Infusion of Machine Learning Operations with Internet of Things
By: Shikhar Kwatra, Utpal Mangla, Luca Marchi
With the advancement in deep tech, the operationalization of machine learning and deep learning models has been burgeoning in the space of machine learning. In a typical scenario within the organization involving machine learning or deep learning business case, the data science and IT teams need to extensively collaboration in order to increase the pace of scaling and pushing of multiple machine learning models to production through continuous training, continuous validation, continuous deployment and continuous integration with governance. Machine Learning Operations (MLOps) has carved a new era of DevOps paradigm in the machine learning/artificial intelligence realm by automating end-to-end workflows.
As we are optimizing the models and bringing the data processing and analysis closer to the edge, data scientists and ML engineers are continuously finding new ways to push the complications involved with operationalization of models to such IoT (Internet of things) edge devices.
A LinkedIn publication revealed that by 2025, the global AI spend would have reached $232 billion and $5 trillion by 2050. According to Cognilytica, the global MLOps market will be worth $4 billion by 2025. The industry was worth $350 million in 2019. [1]
Models running in IoT edge devices need to be very frequently trained due to variable environmental parameters, wherein continuous data drift and limited access to such IoT edge solutions may lead to degradation of the model performance over time. The target platforms on which ML models need to be deployed can also vary, such as IoT Edge or to specialized hardware such as FPGAs which leads to high level of complexity and customization with regards to MLOps on such platforms.
Models can be packaged into docker image for the purpose of deployment post profiling the models by determining the cores, CPU and memory settings on said target IoT platforms. Such IoT devices also have multiple dependencies for packaging and deploying models that can be executed seamlessly on the platform. Hence, model packaging is easily implemented through containers as they can span over both cloud and IoT edge platforms.
When we are running on IoT edge platforms with certain dependencies of the device, a decision needs to be taken which containerized machine learning models need to be made available offline due to limited connectivity. An access script to access the model, invoke the endpoint and score the request incoming to the edge device needs to be operational in order to provide the respective probabilistic output.
Continuous monitoring and retraining of models deployed in the IoT devices need to be handled properly using model artifact repository and model versioning features as part of MLOps framework. Different images of the models deployed will be stored in the shared device repository in order to quickly fetch the right image at the right time to be deployed to the Iot device.

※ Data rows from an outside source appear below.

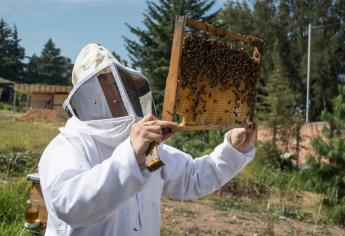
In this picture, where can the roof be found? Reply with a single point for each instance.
(6, 82)
(42, 88)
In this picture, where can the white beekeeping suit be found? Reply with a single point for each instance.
(90, 177)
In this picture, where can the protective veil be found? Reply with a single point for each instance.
(107, 96)
(90, 178)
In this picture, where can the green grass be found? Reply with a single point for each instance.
(18, 136)
(13, 198)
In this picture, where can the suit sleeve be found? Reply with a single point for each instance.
(188, 178)
(81, 195)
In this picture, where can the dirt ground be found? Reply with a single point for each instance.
(200, 218)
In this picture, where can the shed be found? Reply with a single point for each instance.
(42, 95)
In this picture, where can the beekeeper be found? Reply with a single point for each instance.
(93, 174)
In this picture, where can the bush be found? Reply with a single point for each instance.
(18, 164)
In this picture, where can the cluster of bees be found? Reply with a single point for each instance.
(224, 66)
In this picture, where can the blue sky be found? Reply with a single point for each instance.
(73, 23)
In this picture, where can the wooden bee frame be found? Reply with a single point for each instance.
(208, 105)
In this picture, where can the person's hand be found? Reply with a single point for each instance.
(146, 131)
(242, 138)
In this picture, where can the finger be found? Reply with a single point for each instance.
(167, 135)
(155, 129)
(167, 124)
(153, 137)
(148, 117)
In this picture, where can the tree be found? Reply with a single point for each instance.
(11, 53)
(31, 70)
(118, 57)
(52, 68)
(280, 111)
(151, 53)
(327, 164)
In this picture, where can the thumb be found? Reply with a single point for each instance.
(149, 117)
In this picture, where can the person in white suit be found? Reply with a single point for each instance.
(93, 174)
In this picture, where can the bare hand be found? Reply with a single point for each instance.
(242, 138)
(146, 131)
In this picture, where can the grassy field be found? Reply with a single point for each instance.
(258, 201)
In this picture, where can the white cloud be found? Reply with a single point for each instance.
(77, 1)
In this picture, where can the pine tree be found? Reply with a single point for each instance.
(327, 164)
(53, 68)
(151, 53)
(11, 53)
(280, 111)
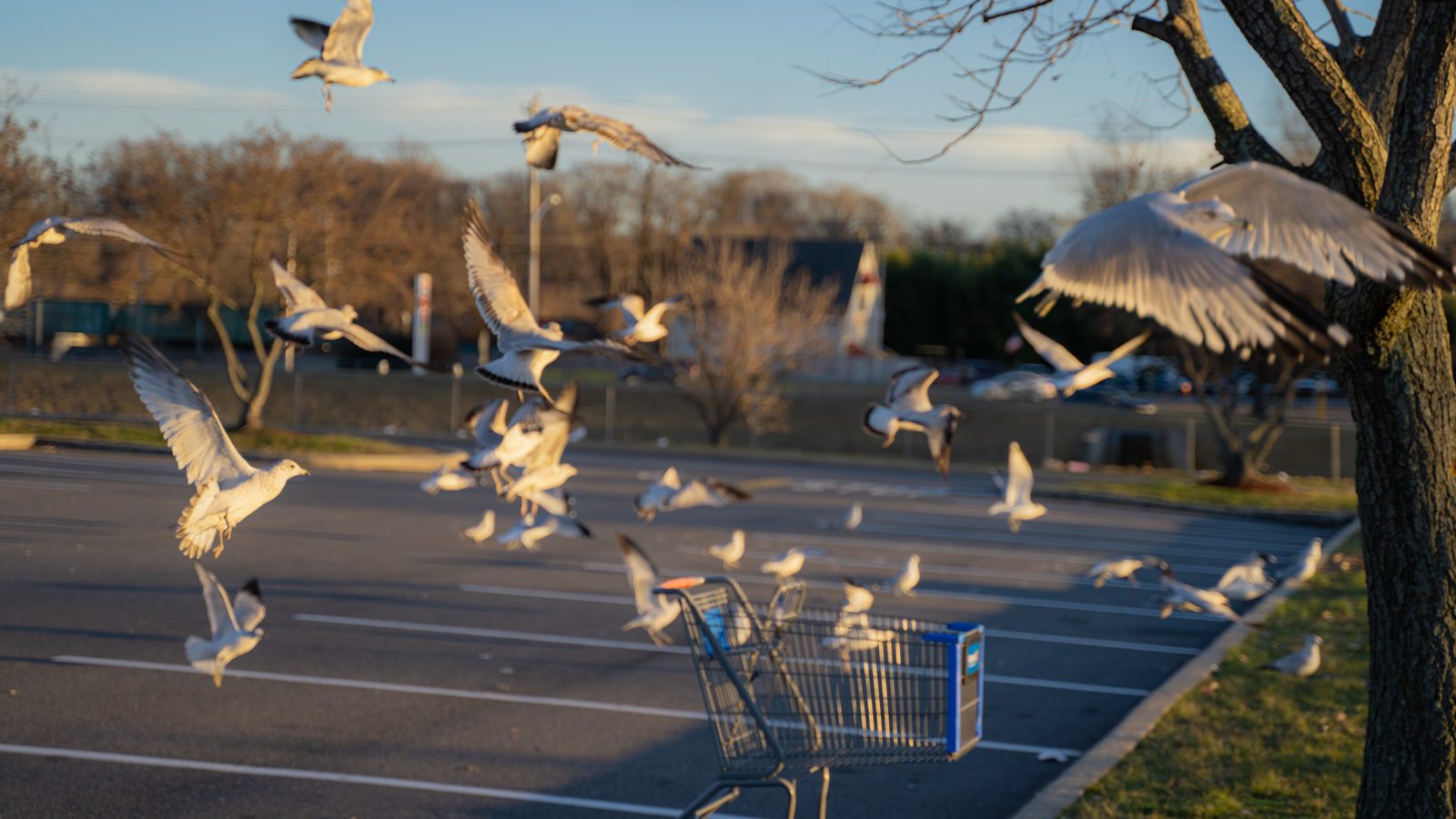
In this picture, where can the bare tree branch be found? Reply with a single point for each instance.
(1234, 135)
(1318, 86)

Model retraining can be triggered based on a job scheduler running in the edge device or when new data is incoming, invoking the rest endpoint of the machine learning model. Continuous model retraining, versioning and model evaluation become an integral part of the pipeline.
In case the data is frequently changing which can be the case with such IoT edge devices or platforms, the frequency of model versioning and refreshing the model due to variable data drift will enable the MLOps engineer persona to automate the model retraining process, thereby saving time for the data scientists to deal with other aspects of feature engineering and model development.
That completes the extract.